Possibly as a result of lessons learned in relation to the case of Mrs H, the same NHS Trust has brought a further application in relation to the treatment for cancer of another person, this time with very significantly greater speed. In Sherwood Forest Hospitals NHS Trust v C  EWCOP 10, the Trust were concerned with a woman, C, in her 60s. For some time, she had had paranoid schizophrenia. She had been admitted, most recently, between June and October 2019, when she had stopped taking her medication. Although the precise mechanism was not explained in the judgment, it appears that in consequence of that decision, she had suffered kidney failure, which could have been fatal. Happily, it was not. The woman attributed her recovery to God’s intervention.

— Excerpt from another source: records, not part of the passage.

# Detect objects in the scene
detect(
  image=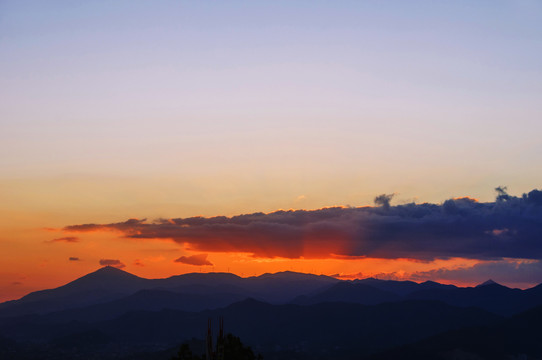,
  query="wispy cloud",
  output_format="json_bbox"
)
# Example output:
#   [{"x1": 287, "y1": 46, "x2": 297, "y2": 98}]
[
  {"x1": 47, "y1": 236, "x2": 79, "y2": 243},
  {"x1": 175, "y1": 254, "x2": 213, "y2": 266},
  {"x1": 60, "y1": 188, "x2": 542, "y2": 261},
  {"x1": 100, "y1": 259, "x2": 126, "y2": 269}
]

Shortly afterwards, she presented to her GP with symptoms of post-menopausal bleeding. This led to a referral to the Trust. As Hayden J noted:
Two features require to be highlighted. Firstly, it was C who decided to seek out medical treatment in the first place and, secondly, C who pursued further treatment at the hospital to investigate the cause of the bleeding. All agree that, in this period, C appeared capacitous in her decision making. It requires to be clarified, though, that what she was determined to do was to investigate the source and cause of her bleeding and to see what the treatment options were. That, as emphasised by Ms Paterson, on behalf of Official Solicitor, is different from what has been in focus at this hearing, namely whether C should have a hysterectomy.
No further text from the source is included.